Rethink Robotics shuts down - ph0rque
https://www.theverge.com/2018/10/4/17935820/rethink-robotics-shuts-down-baxter-sawyer-robot-cobots
======
notnot
Isn't making a robot that looks like a human to replace a human's job a bit
like making a mechanical horse to fulfill our transportation needs?

Having worked with robotics for years I can say the amount of setup work that
goes into installing fully-functional hardware and software and getting a
robotic process running smoothly is enormous. The basic idea is that
everything, the robot, all the hardware, all the firmware/software, the end-
effector, the workpieces, the sensors, etc. is rigidly-defined and over-spec'd
so that with all the tolerance stackup and after all the integration and
process debugging work you set it and DON'T CHANGE IT for as long as possible.
The chaos that ensues from one little component changing it's behavior can be
enormous.

The notion of "smart" robots that you can just slap down or that can just
handle all sorts of unknowns and adjust themselves to changes to me always
seemed like a really, really big challenge, maybe not as challenging as a
driverless car but definitely more of a "general AI" problem.
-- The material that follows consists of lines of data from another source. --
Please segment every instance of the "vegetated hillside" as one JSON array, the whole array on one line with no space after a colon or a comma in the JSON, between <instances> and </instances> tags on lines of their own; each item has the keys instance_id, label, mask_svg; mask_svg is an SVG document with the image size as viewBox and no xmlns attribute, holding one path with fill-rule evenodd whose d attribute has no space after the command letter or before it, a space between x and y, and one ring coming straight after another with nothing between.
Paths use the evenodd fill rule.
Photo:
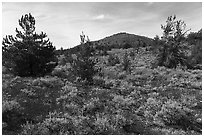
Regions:
<instances>
[{"instance_id":1,"label":"vegetated hillside","mask_svg":"<svg viewBox=\"0 0 204 137\"><path fill-rule=\"evenodd\" d=\"M91 41L96 50L111 50L116 49L127 49L127 48L138 48L147 47L153 45L153 39L139 36L129 33L117 33L111 36L105 37L101 40ZM75 54L81 50L82 46L77 45L70 49L65 49L63 51L58 50L57 54Z\"/></svg>"},{"instance_id":2,"label":"vegetated hillside","mask_svg":"<svg viewBox=\"0 0 204 137\"><path fill-rule=\"evenodd\" d=\"M134 50L97 56L90 86L62 62L47 77L3 74L3 134L201 134L202 70L151 68L154 54Z\"/></svg>"}]
</instances>

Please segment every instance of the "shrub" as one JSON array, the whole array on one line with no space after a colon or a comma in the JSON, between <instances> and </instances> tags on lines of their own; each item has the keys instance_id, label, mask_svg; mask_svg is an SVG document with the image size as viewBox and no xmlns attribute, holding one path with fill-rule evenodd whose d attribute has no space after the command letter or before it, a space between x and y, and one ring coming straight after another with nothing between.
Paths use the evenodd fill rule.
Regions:
<instances>
[{"instance_id":1,"label":"shrub","mask_svg":"<svg viewBox=\"0 0 204 137\"><path fill-rule=\"evenodd\" d=\"M2 104L2 121L6 123L3 130L19 130L21 124L25 123L26 116L23 108L16 101L4 101Z\"/></svg>"},{"instance_id":2,"label":"shrub","mask_svg":"<svg viewBox=\"0 0 204 137\"><path fill-rule=\"evenodd\" d=\"M179 126L184 130L192 129L194 123L192 111L172 100L167 101L162 106L161 111L157 113L157 117L159 117L165 125Z\"/></svg>"},{"instance_id":3,"label":"shrub","mask_svg":"<svg viewBox=\"0 0 204 137\"><path fill-rule=\"evenodd\" d=\"M120 60L117 55L110 54L108 57L108 65L115 66L116 64L120 64Z\"/></svg>"}]
</instances>

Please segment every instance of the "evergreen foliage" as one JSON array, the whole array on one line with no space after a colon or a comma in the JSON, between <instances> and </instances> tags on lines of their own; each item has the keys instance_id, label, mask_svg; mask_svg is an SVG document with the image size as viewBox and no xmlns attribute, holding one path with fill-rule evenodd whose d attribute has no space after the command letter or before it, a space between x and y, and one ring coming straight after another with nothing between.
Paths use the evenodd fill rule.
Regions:
<instances>
[{"instance_id":1,"label":"evergreen foliage","mask_svg":"<svg viewBox=\"0 0 204 137\"><path fill-rule=\"evenodd\" d=\"M168 68L176 68L178 65L186 65L186 57L183 51L186 24L176 20L176 16L167 18L166 25L161 25L163 30L162 40L164 44L159 49L158 65Z\"/></svg>"},{"instance_id":2,"label":"evergreen foliage","mask_svg":"<svg viewBox=\"0 0 204 137\"><path fill-rule=\"evenodd\" d=\"M55 47L46 33L35 32L35 19L26 14L19 19L22 31L16 28L16 37L3 38L3 65L18 76L43 76L55 67Z\"/></svg>"},{"instance_id":3,"label":"evergreen foliage","mask_svg":"<svg viewBox=\"0 0 204 137\"><path fill-rule=\"evenodd\" d=\"M95 68L96 61L91 58L94 54L93 45L88 37L87 39L85 38L83 32L80 38L82 50L77 53L76 58L73 59L71 63L72 72L75 76L79 77L80 80L92 84L93 76L98 72Z\"/></svg>"}]
</instances>

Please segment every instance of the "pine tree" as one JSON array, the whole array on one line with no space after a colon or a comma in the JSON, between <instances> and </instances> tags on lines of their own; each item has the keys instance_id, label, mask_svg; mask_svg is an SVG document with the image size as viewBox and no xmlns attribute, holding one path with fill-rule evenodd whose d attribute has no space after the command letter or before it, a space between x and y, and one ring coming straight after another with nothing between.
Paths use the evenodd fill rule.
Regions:
<instances>
[{"instance_id":1,"label":"pine tree","mask_svg":"<svg viewBox=\"0 0 204 137\"><path fill-rule=\"evenodd\" d=\"M72 72L75 76L79 77L81 81L85 81L86 84L93 84L93 76L98 72L95 68L96 61L92 58L94 55L94 48L89 38L85 37L82 32L81 48L76 55L76 59L73 59L71 66Z\"/></svg>"},{"instance_id":2,"label":"pine tree","mask_svg":"<svg viewBox=\"0 0 204 137\"><path fill-rule=\"evenodd\" d=\"M186 65L186 57L183 51L185 40L186 24L184 21L176 20L176 16L167 18L166 25L161 25L163 29L163 45L159 49L157 57L159 66L176 68L179 64Z\"/></svg>"},{"instance_id":3,"label":"pine tree","mask_svg":"<svg viewBox=\"0 0 204 137\"><path fill-rule=\"evenodd\" d=\"M26 14L19 19L22 31L16 28L16 37L3 38L3 65L18 76L43 76L55 67L55 47L46 33L35 32L35 19Z\"/></svg>"}]
</instances>

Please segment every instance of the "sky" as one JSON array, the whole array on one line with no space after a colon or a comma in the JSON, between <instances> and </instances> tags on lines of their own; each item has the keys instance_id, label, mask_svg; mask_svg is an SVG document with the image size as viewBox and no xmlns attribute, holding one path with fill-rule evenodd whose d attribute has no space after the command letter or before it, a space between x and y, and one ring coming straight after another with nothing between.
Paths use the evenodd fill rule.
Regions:
<instances>
[{"instance_id":1,"label":"sky","mask_svg":"<svg viewBox=\"0 0 204 137\"><path fill-rule=\"evenodd\" d=\"M161 36L161 24L174 14L192 32L202 28L201 2L3 2L3 37L21 30L18 20L28 13L57 49L78 45L82 31L91 41L119 32Z\"/></svg>"}]
</instances>

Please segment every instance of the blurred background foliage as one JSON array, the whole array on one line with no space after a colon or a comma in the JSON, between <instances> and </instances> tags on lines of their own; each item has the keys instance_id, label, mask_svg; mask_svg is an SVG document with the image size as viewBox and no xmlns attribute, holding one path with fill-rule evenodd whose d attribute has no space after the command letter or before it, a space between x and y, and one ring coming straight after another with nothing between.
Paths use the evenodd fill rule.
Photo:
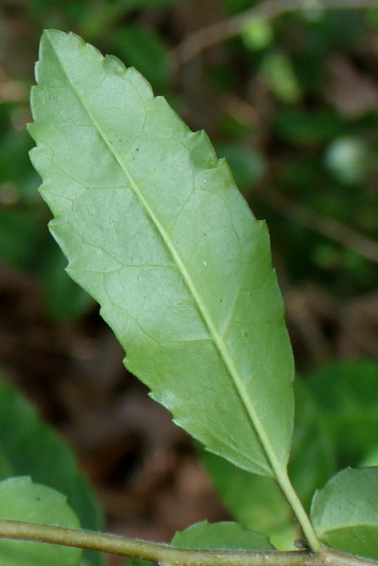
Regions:
<instances>
[{"instance_id":1,"label":"blurred background foliage","mask_svg":"<svg viewBox=\"0 0 378 566\"><path fill-rule=\"evenodd\" d=\"M206 130L266 219L291 284L312 282L343 299L375 289L378 6L355 6L365 4L373 7L1 0L2 261L38 277L52 318L88 308L62 275L28 158L33 64L42 30L57 28L135 66L192 129Z\"/></svg>"},{"instance_id":2,"label":"blurred background foliage","mask_svg":"<svg viewBox=\"0 0 378 566\"><path fill-rule=\"evenodd\" d=\"M164 538L184 515L182 528L203 518L191 507L197 495L211 519L207 488L188 483L190 473L196 485L204 480L190 458L182 463L183 433L161 412L155 420L160 408L125 378L122 353L91 299L66 275L47 230L25 124L48 28L76 32L136 67L226 157L254 213L267 221L297 366L315 371L307 381L319 400L337 398L333 376L342 387L350 376L334 360L378 359L378 1L0 0L0 368L70 438L116 522L114 485L132 488L124 519L136 514L145 526L151 490L160 486L156 505L165 521L168 509L172 525L162 532L155 509L141 534ZM316 374L327 361L336 365ZM365 367L352 366L350 391ZM376 388L372 367L368 387ZM349 412L341 408L348 422L364 413L369 391L360 404L350 396ZM369 454L356 456L365 441L356 432L343 465L376 462L372 403ZM331 414L323 409L324 426L332 406ZM329 429L336 440L347 436L341 424ZM133 475L138 466L141 476ZM177 491L164 499L162 478L173 476ZM173 510L175 498L181 512Z\"/></svg>"}]
</instances>

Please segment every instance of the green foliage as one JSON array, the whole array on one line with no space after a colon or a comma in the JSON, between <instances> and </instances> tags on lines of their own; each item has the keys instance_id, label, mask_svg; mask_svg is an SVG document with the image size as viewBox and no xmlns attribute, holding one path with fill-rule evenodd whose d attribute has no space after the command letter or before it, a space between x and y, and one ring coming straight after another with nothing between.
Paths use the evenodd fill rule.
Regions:
<instances>
[{"instance_id":1,"label":"green foliage","mask_svg":"<svg viewBox=\"0 0 378 566\"><path fill-rule=\"evenodd\" d=\"M1 517L78 528L79 521L66 497L30 478L0 482ZM0 540L0 566L78 566L81 550L43 543Z\"/></svg>"},{"instance_id":2,"label":"green foliage","mask_svg":"<svg viewBox=\"0 0 378 566\"><path fill-rule=\"evenodd\" d=\"M134 69L48 31L36 72L32 158L69 274L177 424L276 477L291 438L293 357L264 224L206 136Z\"/></svg>"},{"instance_id":3,"label":"green foliage","mask_svg":"<svg viewBox=\"0 0 378 566\"><path fill-rule=\"evenodd\" d=\"M295 423L288 469L294 487L308 508L314 490L336 471L335 451L305 384L297 380L295 393ZM201 449L199 451L232 516L248 529L268 534L277 548L293 550L296 527L290 506L276 484Z\"/></svg>"},{"instance_id":4,"label":"green foliage","mask_svg":"<svg viewBox=\"0 0 378 566\"><path fill-rule=\"evenodd\" d=\"M109 21L114 17L110 11ZM99 21L92 22L93 31ZM140 55L146 62L159 40L149 32L138 38L134 31L129 35L134 37L129 57ZM261 30L260 40L256 29L244 33L249 34L244 42L252 52L268 51L261 55L261 70L277 98L284 104L302 100L312 87L301 75L300 62L271 48L273 35L261 42ZM163 63L165 48L159 45L158 59ZM121 41L119 49L123 47ZM162 89L168 73L163 63L154 79ZM147 72L153 74L153 67ZM73 34L50 30L41 42L37 79L30 132L37 146L33 160L43 177L41 192L55 216L50 226L69 258L68 271L101 304L105 319L126 350L126 366L171 410L177 424L213 453L203 459L228 509L244 526L261 531L247 531L233 523L201 523L177 533L173 544L267 549L273 548L273 542L276 548L288 548L288 532L292 541L295 536L294 513L311 549L319 550L287 476L293 424L293 358L264 224L252 215L225 162L216 158L205 134L189 130L163 99L153 97L137 71L125 69L115 57L103 58ZM284 117L287 126L288 116ZM288 134L285 120L278 120L277 127L288 139L290 136L295 139L295 128ZM329 142L328 165L333 163L333 173L345 183L340 175L342 160L329 160L335 145L328 136L337 128L335 120L322 137L314 121L304 119L299 129L310 146ZM263 163L257 157L253 167L244 167L247 154L235 160L241 164L246 185L261 174ZM361 151L357 157L353 165L358 175L353 182L368 171L367 162L359 161ZM15 255L22 258L23 253L21 246ZM54 266L52 270L54 274ZM361 364L363 367L364 362L359 363L355 375ZM364 373L367 392L374 389L374 383L368 380L376 376L376 368L372 374L369 371ZM344 388L345 376L341 382L345 395L333 391L337 379L330 386L326 371L323 379L307 381L315 400L300 386L288 468L296 492L308 507L314 490L334 472L335 460L338 463L342 460L338 451L342 436L348 437L345 417L351 415L355 424L356 446L367 422L372 424L363 453L355 449L358 463L375 461L377 446L374 413L369 413L363 424L360 422L365 400L361 403L358 395L355 398L351 383L350 390ZM80 475L76 482L71 456L28 408L28 441L25 436L21 441L19 399L6 388L4 392L6 427L8 422L15 422L14 430L8 431L1 441L4 446L0 444L0 471L4 476L25 473L25 466L32 469L33 480L56 484L69 495L69 500L73 486L76 510L88 502L90 507L86 487L81 499L79 491L85 484ZM372 406L374 411L373 398ZM0 415L3 418L3 412ZM42 454L36 449L41 437L45 447ZM55 465L61 461L65 477L55 470L51 474L44 458L53 459ZM321 541L378 558L377 469L348 468L316 492L311 519ZM31 508L31 499L25 504L23 493L26 486L33 499L35 486L30 488L25 479L8 481L5 488L0 484L0 496L1 490L5 494L1 514L16 516L13 502L17 507L20 498L21 509L25 504ZM20 481L25 485L21 486L21 495L13 495L8 486L18 488ZM41 501L47 492L44 490L51 492L40 486L37 489L42 490ZM50 504L38 520L49 521L55 505ZM85 516L83 508L81 512ZM95 516L95 509L90 512ZM4 544L17 549L28 543ZM6 547L0 546L0 550L2 548ZM35 552L38 548L35 545ZM66 563L76 564L78 559L69 560L78 555L71 554ZM15 560L15 566L20 560ZM43 560L42 556L39 563ZM60 563L58 554L49 560Z\"/></svg>"},{"instance_id":5,"label":"green foliage","mask_svg":"<svg viewBox=\"0 0 378 566\"><path fill-rule=\"evenodd\" d=\"M377 362L356 359L327 364L307 376L339 469L361 466L377 449ZM377 466L378 458L370 462Z\"/></svg>"},{"instance_id":6,"label":"green foliage","mask_svg":"<svg viewBox=\"0 0 378 566\"><path fill-rule=\"evenodd\" d=\"M325 544L378 560L378 468L346 468L317 492L311 518Z\"/></svg>"},{"instance_id":7,"label":"green foliage","mask_svg":"<svg viewBox=\"0 0 378 566\"><path fill-rule=\"evenodd\" d=\"M30 403L2 381L0 430L0 480L30 475L33 482L64 493L83 529L101 529L99 508L68 445L41 421ZM2 511L1 515L6 516ZM47 516L40 519L41 522L48 521ZM93 566L102 563L98 553L85 550L84 557Z\"/></svg>"},{"instance_id":8,"label":"green foliage","mask_svg":"<svg viewBox=\"0 0 378 566\"><path fill-rule=\"evenodd\" d=\"M196 523L175 535L172 544L179 548L254 548L273 550L267 536L247 531L237 523Z\"/></svg>"}]
</instances>

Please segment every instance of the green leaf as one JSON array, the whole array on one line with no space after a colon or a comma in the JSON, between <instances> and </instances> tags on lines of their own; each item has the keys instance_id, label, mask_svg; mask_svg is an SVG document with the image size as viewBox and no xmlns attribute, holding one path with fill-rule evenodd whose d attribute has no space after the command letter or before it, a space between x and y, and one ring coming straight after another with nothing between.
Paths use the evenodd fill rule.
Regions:
<instances>
[{"instance_id":1,"label":"green leaf","mask_svg":"<svg viewBox=\"0 0 378 566\"><path fill-rule=\"evenodd\" d=\"M98 506L66 442L14 388L1 381L0 431L0 479L30 475L33 481L64 493L83 528L101 529ZM94 550L85 550L83 557L93 566L103 563Z\"/></svg>"},{"instance_id":2,"label":"green leaf","mask_svg":"<svg viewBox=\"0 0 378 566\"><path fill-rule=\"evenodd\" d=\"M201 451L201 458L225 507L244 527L268 535L280 550L293 550L295 533L283 545L291 512L278 486L270 478L252 474L223 458Z\"/></svg>"},{"instance_id":3,"label":"green leaf","mask_svg":"<svg viewBox=\"0 0 378 566\"><path fill-rule=\"evenodd\" d=\"M51 229L126 367L209 450L285 478L293 364L265 224L134 69L49 30L36 76Z\"/></svg>"},{"instance_id":4,"label":"green leaf","mask_svg":"<svg viewBox=\"0 0 378 566\"><path fill-rule=\"evenodd\" d=\"M164 90L170 74L168 51L155 31L140 25L123 27L114 33L112 43L118 54L139 69L154 89Z\"/></svg>"},{"instance_id":5,"label":"green leaf","mask_svg":"<svg viewBox=\"0 0 378 566\"><path fill-rule=\"evenodd\" d=\"M295 392L295 424L289 472L294 488L307 506L314 491L334 473L334 455L311 395L297 379ZM268 535L279 550L294 550L293 541L298 536L297 526L293 525L292 510L276 483L271 478L241 470L201 449L199 451L232 519L247 529Z\"/></svg>"},{"instance_id":6,"label":"green leaf","mask_svg":"<svg viewBox=\"0 0 378 566\"><path fill-rule=\"evenodd\" d=\"M315 493L311 518L325 544L378 560L378 468L334 475Z\"/></svg>"},{"instance_id":7,"label":"green leaf","mask_svg":"<svg viewBox=\"0 0 378 566\"><path fill-rule=\"evenodd\" d=\"M64 495L30 478L0 482L0 517L78 529ZM0 540L0 566L76 566L81 549L45 543Z\"/></svg>"},{"instance_id":8,"label":"green leaf","mask_svg":"<svg viewBox=\"0 0 378 566\"><path fill-rule=\"evenodd\" d=\"M171 543L179 548L274 549L265 535L247 531L231 521L196 523L176 533Z\"/></svg>"}]
</instances>

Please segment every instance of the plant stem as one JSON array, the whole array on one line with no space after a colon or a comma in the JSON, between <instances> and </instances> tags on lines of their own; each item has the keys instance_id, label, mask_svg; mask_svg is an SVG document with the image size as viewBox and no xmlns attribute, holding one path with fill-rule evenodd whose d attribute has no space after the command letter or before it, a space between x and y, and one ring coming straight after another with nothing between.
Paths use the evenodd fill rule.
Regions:
<instances>
[{"instance_id":1,"label":"plant stem","mask_svg":"<svg viewBox=\"0 0 378 566\"><path fill-rule=\"evenodd\" d=\"M326 547L320 552L177 548L78 529L0 519L0 538L52 543L143 558L165 566L377 566L378 562Z\"/></svg>"},{"instance_id":2,"label":"plant stem","mask_svg":"<svg viewBox=\"0 0 378 566\"><path fill-rule=\"evenodd\" d=\"M285 471L285 473L280 474L277 480L283 495L286 497L294 514L297 517L297 521L311 550L313 553L319 552L321 545L319 538L316 535L314 527L311 524L308 515L305 511L297 492L293 487L287 472Z\"/></svg>"}]
</instances>

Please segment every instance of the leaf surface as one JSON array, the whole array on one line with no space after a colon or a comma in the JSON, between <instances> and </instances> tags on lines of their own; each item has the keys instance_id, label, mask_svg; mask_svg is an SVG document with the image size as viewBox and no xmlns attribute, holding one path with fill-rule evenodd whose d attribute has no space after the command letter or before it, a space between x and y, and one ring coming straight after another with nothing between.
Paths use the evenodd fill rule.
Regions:
<instances>
[{"instance_id":1,"label":"leaf surface","mask_svg":"<svg viewBox=\"0 0 378 566\"><path fill-rule=\"evenodd\" d=\"M324 485L336 469L333 446L302 381L295 380L294 391L295 422L288 469L293 487L307 507L310 495ZM268 535L279 550L295 550L297 526L293 523L293 512L276 482L241 470L201 447L199 452L232 519L247 529Z\"/></svg>"},{"instance_id":2,"label":"leaf surface","mask_svg":"<svg viewBox=\"0 0 378 566\"><path fill-rule=\"evenodd\" d=\"M0 482L0 517L57 526L80 527L66 499L30 478ZM77 566L81 549L45 543L0 540L0 566Z\"/></svg>"},{"instance_id":3,"label":"leaf surface","mask_svg":"<svg viewBox=\"0 0 378 566\"><path fill-rule=\"evenodd\" d=\"M316 492L311 519L329 546L378 560L378 468L347 468Z\"/></svg>"},{"instance_id":4,"label":"leaf surface","mask_svg":"<svg viewBox=\"0 0 378 566\"><path fill-rule=\"evenodd\" d=\"M179 548L274 550L265 535L248 531L230 521L196 523L176 533L171 544Z\"/></svg>"},{"instance_id":5,"label":"leaf surface","mask_svg":"<svg viewBox=\"0 0 378 566\"><path fill-rule=\"evenodd\" d=\"M179 426L277 475L293 364L264 223L206 136L134 69L49 30L36 78L32 158L69 273Z\"/></svg>"}]
</instances>

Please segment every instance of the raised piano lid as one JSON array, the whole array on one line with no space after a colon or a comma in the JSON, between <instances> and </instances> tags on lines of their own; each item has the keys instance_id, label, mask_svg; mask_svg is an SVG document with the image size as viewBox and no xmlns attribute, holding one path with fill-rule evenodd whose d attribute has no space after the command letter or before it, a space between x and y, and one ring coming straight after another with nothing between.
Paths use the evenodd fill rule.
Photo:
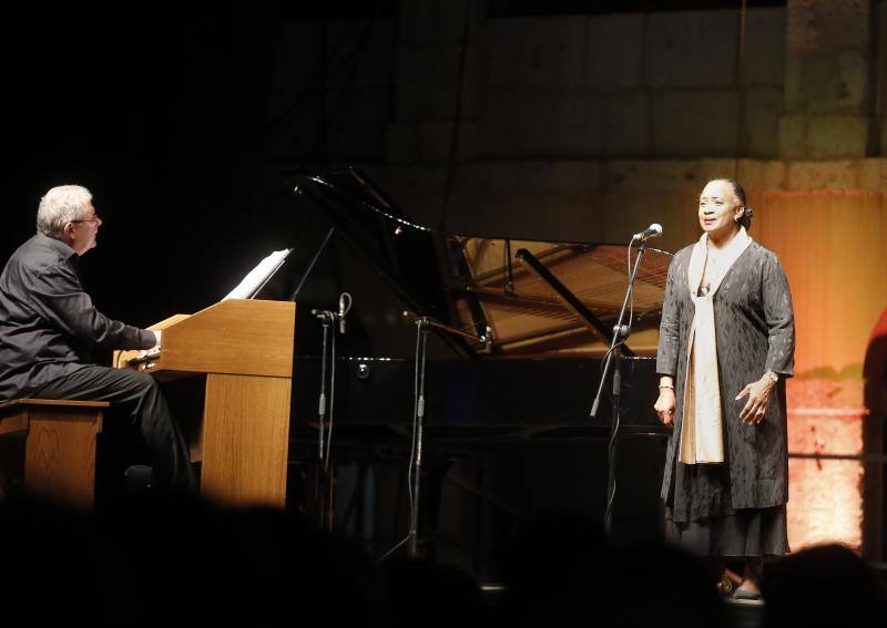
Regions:
<instances>
[{"instance_id":1,"label":"raised piano lid","mask_svg":"<svg viewBox=\"0 0 887 628\"><path fill-rule=\"evenodd\" d=\"M445 234L412 222L355 168L295 181L295 192L327 216L412 312L477 337L489 328L486 343L442 333L460 353L598 357L606 350L602 330L615 323L628 285L625 245ZM577 297L585 318L532 270L528 257ZM655 354L671 259L648 248L642 260L628 342L635 354Z\"/></svg>"}]
</instances>

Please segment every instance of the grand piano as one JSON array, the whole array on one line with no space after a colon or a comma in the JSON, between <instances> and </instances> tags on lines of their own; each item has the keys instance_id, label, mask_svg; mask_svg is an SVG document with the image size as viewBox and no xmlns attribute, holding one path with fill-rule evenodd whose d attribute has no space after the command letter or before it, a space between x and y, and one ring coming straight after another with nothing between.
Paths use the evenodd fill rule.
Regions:
<instances>
[{"instance_id":1,"label":"grand piano","mask_svg":"<svg viewBox=\"0 0 887 628\"><path fill-rule=\"evenodd\" d=\"M386 287L380 299L399 303L404 333L418 342L410 325L430 320L430 332L448 348L448 356L427 360L424 371L426 467L437 461L441 474L452 475L453 464L469 459L472 471L455 480L459 490L514 516L531 515L531 502L542 508L584 502L584 512L598 516L605 501L613 419L609 383L597 418L589 412L628 284L626 246L437 233L411 220L354 168L299 175L294 188ZM671 257L646 249L634 288L632 333L622 348L624 455L616 471L625 480L621 491L628 506L616 522L629 535L640 528L649 534L656 525L651 522L665 432L652 410L654 356ZM367 307L360 303L349 318ZM303 309L299 316L307 313ZM373 354L339 357L330 368L320 357L297 351L290 460L319 455L319 382L323 371L334 370L334 457L365 464L387 459L397 474L405 473L416 364L412 357ZM562 490L568 485L572 492ZM446 518L446 486L428 494L434 513L426 521L435 513ZM630 495L632 486L642 500ZM354 502L344 506L349 513ZM405 502L395 502L398 517ZM440 533L442 524L429 525ZM394 541L397 532L390 535Z\"/></svg>"},{"instance_id":2,"label":"grand piano","mask_svg":"<svg viewBox=\"0 0 887 628\"><path fill-rule=\"evenodd\" d=\"M451 358L427 367L429 428L466 437L610 429L609 395L595 420L589 411L626 288L624 245L436 233L412 223L354 168L298 177L296 194L390 287L405 322L427 317L440 323L431 330ZM622 349L621 425L629 432L662 433L652 404L670 261L670 254L648 248L634 288L632 333ZM343 358L339 364L340 425L390 430L411 418L411 359ZM299 434L313 429L304 400L317 397L317 366L297 354Z\"/></svg>"}]
</instances>

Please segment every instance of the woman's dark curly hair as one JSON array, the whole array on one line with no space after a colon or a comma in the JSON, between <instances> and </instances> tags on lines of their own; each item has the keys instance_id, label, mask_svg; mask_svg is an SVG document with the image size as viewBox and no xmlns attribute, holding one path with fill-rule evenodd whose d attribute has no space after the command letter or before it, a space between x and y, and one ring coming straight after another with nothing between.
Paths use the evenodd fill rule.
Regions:
<instances>
[{"instance_id":1,"label":"woman's dark curly hair","mask_svg":"<svg viewBox=\"0 0 887 628\"><path fill-rule=\"evenodd\" d=\"M740 184L740 182L734 179L734 178L727 178L727 177L713 178L712 181L725 181L730 185L733 186L733 194L736 196L736 199L740 202L740 205L742 205L742 207L743 207L743 214L742 214L742 216L740 216L738 220L736 220L736 222L741 226L745 227L746 231L748 229L751 229L752 228L752 216L754 216L755 213L751 207L748 207L748 205L745 204L746 203L746 200L745 200L745 188L743 188L742 184Z\"/></svg>"}]
</instances>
I'm sure someone has coined the term but there must be some kind of "uncanny
valley" of intelligence: a little intelligence (e.g. the PID controllers that
actually run robots) is great, a lot of intelligence (fully-blown general AI)
is great (if you can get it), but what's in the middle may not be worth the
while. Getting the answer correctly 99% of the time doesn't work if you need
99.9% success rate.

From an investment standpoint I would be looking for companies with a REALLY
specific well-defined problem that "medium AI" could solve rather than someone
who's claiming to take medium AI and apply it vaguely/generally.

I guess that's my take away from this: work on specifying the problem before
you work on the solution.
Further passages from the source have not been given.